More and more I try to have fewer meetings, and to keep them short. In one of them, a short one by the way, I noticed that every couple of minutes I was looking at the iPad constantly. Why? App notifications kept coming in, and I kept looking and figuring out what they meant. My meeting was already short, and I was more focused on the damn notifications, instead of making my meeting, that was already short and productive, even more productive.
What was the problem? I hadn’t defined what was important and urgent, important but not urgent, urgent but not important, and not urgent and not important. The meeting was important and urgent, and the notifications were non-urgent and non-important.

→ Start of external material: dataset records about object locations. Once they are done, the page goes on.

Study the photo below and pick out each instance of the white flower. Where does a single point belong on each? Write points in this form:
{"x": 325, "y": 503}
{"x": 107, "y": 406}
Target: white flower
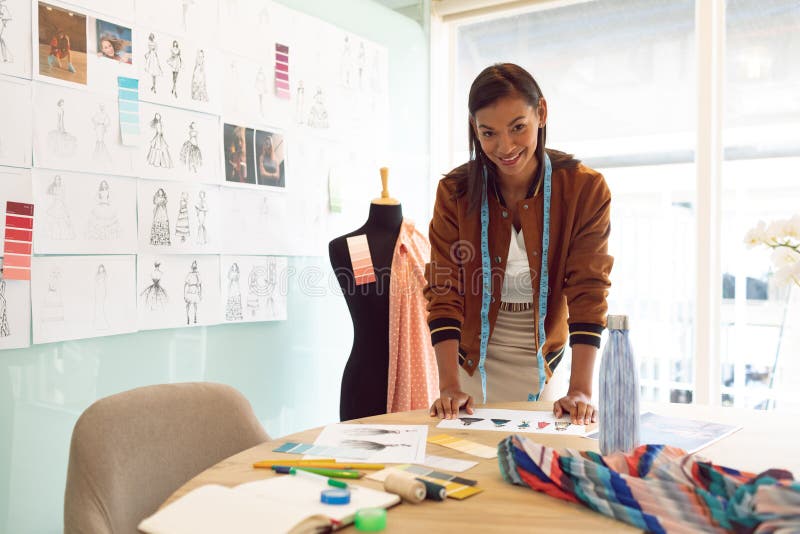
{"x": 756, "y": 236}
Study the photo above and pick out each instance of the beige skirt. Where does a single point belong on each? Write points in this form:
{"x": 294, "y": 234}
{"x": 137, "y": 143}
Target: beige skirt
{"x": 512, "y": 371}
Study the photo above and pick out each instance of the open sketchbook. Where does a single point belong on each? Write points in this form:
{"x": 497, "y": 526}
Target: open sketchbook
{"x": 279, "y": 504}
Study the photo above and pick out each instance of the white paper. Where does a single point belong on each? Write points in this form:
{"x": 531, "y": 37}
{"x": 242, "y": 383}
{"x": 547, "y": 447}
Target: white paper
{"x": 256, "y": 221}
{"x": 76, "y": 297}
{"x": 178, "y": 145}
{"x": 15, "y": 50}
{"x": 179, "y": 218}
{"x": 175, "y": 291}
{"x": 83, "y": 213}
{"x": 175, "y": 71}
{"x": 513, "y": 421}
{"x": 15, "y": 127}
{"x": 448, "y": 464}
{"x": 379, "y": 443}
{"x": 254, "y": 288}
{"x": 78, "y": 131}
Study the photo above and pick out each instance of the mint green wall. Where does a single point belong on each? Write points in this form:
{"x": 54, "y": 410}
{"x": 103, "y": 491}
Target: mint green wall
{"x": 290, "y": 371}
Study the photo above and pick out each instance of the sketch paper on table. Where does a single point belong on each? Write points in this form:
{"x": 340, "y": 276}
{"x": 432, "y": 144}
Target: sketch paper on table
{"x": 175, "y": 71}
{"x": 15, "y": 128}
{"x": 380, "y": 443}
{"x": 255, "y": 222}
{"x": 175, "y": 291}
{"x": 514, "y": 421}
{"x": 179, "y": 218}
{"x": 254, "y": 288}
{"x": 76, "y": 297}
{"x": 59, "y": 44}
{"x": 84, "y": 213}
{"x": 188, "y": 17}
{"x": 177, "y": 144}
{"x": 15, "y": 38}
{"x": 78, "y": 131}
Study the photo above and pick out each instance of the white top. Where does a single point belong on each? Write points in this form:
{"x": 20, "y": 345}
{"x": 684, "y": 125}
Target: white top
{"x": 517, "y": 285}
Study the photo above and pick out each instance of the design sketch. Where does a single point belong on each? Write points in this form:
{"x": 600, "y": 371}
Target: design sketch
{"x": 103, "y": 221}
{"x": 175, "y": 63}
{"x": 192, "y": 293}
{"x": 5, "y": 331}
{"x": 158, "y": 155}
{"x": 59, "y": 225}
{"x": 100, "y": 296}
{"x": 318, "y": 115}
{"x": 53, "y": 306}
{"x": 233, "y": 308}
{"x": 60, "y": 141}
{"x": 152, "y": 65}
{"x": 201, "y": 209}
{"x": 182, "y": 224}
{"x": 5, "y": 18}
{"x": 191, "y": 155}
{"x": 101, "y": 122}
{"x": 159, "y": 230}
{"x": 199, "y": 91}
{"x": 155, "y": 296}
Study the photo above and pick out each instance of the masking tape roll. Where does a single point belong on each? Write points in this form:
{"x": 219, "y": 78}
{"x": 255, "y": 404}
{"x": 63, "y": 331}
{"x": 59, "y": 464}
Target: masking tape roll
{"x": 407, "y": 487}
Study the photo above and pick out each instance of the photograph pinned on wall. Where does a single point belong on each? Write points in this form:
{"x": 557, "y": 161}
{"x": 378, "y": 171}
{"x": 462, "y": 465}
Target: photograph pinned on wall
{"x": 270, "y": 150}
{"x": 256, "y": 222}
{"x": 79, "y": 131}
{"x": 84, "y": 213}
{"x": 178, "y": 144}
{"x": 15, "y": 128}
{"x": 60, "y": 41}
{"x": 175, "y": 291}
{"x": 15, "y": 38}
{"x": 254, "y": 288}
{"x": 179, "y": 218}
{"x": 76, "y": 297}
{"x": 175, "y": 71}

Notifications create a sense of urgency around something that turns out not to be important at all. I don’t need to know right away that someone retweeted my tweet. I began to realize that a minimal change would have a huge impact.
“There are two types of people: one wants to control his environment, the other, struggles to keep his environment from controlling him. I like to control my environment.” – George Carlin
What I like best, by turning off all notifications, is that I now decide when I check my email, Twitter, LinkedIn, Quora, etc. And everything that happens, happens because of me. And it sounds weird, but I love that feeling. It was my fault that I got notifications, and by controlling that part of my environment, everything is sharper. And now that it’s my fault, I can work on myself and on getting better, and on checking those notifications less often.
I highly recommend you try to do that.